Meyer v. New York Life Insurance

249 A.D. 243, 291 N.Y.S. 912, 1936 N.Y. App. Div. LEXIS 5080
CourtAppellate Division of the Supreme Court of the State of New York
DecidedDecember 15, 1936
StatusPublished
Cited by13 cases

This text of 249 A.D. 243 (Meyer v. New York Life Insurance) is published on Counsel Stack Legal Research, covering Appellate Division of the Supreme Court of the State of New York primary law. Counsel Stack provides free access to over 12 million legal documents including statutes, case law, regulations, and constitutions.

Bluebook
Meyer v. New York Life Insurance, 249 A.D. 243, 291 N.Y.S. 912, 1936 N.Y. App. Div. LEXIS 5080 (N.Y. Ct. App. 1936).

Opinion

Davis, J.

On July 3, 1924, the defendant issued a policy of life insurance to Richard G. Meyer for $10,000, the amount being payable to his wife, Minnie Meyer, at the death of the insured. It was a double-indemnity policy, providing for an additional payment of $10,000 upon receipt of due proof that the death [244]*244of the Insured resulted directly and independently of all other causes from bodily injury effected solely through external, violent and accidental cause.” There were certain reservations concerning the payment of this additional sum, such as self-destruction; but these are of no importance here, as there is no conflict in the proof.

Eichard G. Meyer died March 11, 1935. The defendant paid the principal sum of $10,000, but disclaimed liability on the double-indemnity provisions of the policy. The beneficiary brought this action to recover the additional sum, claiming that the insured suffered an accidental death within the language of the policy. On the trial the complaint was dismissed at the close of the plaintiff's case.

There is presented here only a question of law as to whether the proof made a prima facie case of death by accidental cause. Whatever defenses there may be, they have not been heard.

The principal facts may be briefly stated. In the early part of 1934 the insured began to suffer from insomnia, although otherwise he was in good health. In June of that year his family physician prescribed from one to three capsules of sodium ortal to induce sleep. These capsules were obtained at a drugstore. This sedative was taken more or less regularly from the time it was prescribed until the death of the insured.

During the evening of March 10, 1935, Mr. Meyer purchased a small bottle of these sodium ortal capsules. The following morning he was found in bed, unconscious, by the members of his family. A physician was summoned at once; and when emergency treatment did not result favorably, the insured was taken to a hospital. He died about noon. An autopsy was performed; and it is undisputed that death was the result of an overdose of sodium.ortal. There is here no claim of intended self-destruction. The home life of Mr. Meyer was happy; there were three children doing well in school; he was in good health, and had no business trouble. Obviously, the insured intended to take the capsules. Either he misjudged their effect or there was a mistake in the preparation of the content thereof.

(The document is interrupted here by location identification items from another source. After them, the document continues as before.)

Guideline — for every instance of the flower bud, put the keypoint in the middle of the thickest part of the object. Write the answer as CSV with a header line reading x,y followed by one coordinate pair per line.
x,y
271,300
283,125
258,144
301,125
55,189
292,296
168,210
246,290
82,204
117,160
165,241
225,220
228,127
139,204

Therefore, the sole question is: Did the death of the insured result directly from accidental cause within the provisions of the policy? Of course, the act of taking the capsules was voluntary, but, as the proof stands, it produced an unusual and unexpected result. The remedy did not have its usual effect. For some reason, instead of being harmless, the consequences were fatal. Do these facts constitute an accident or an accidental cause of death?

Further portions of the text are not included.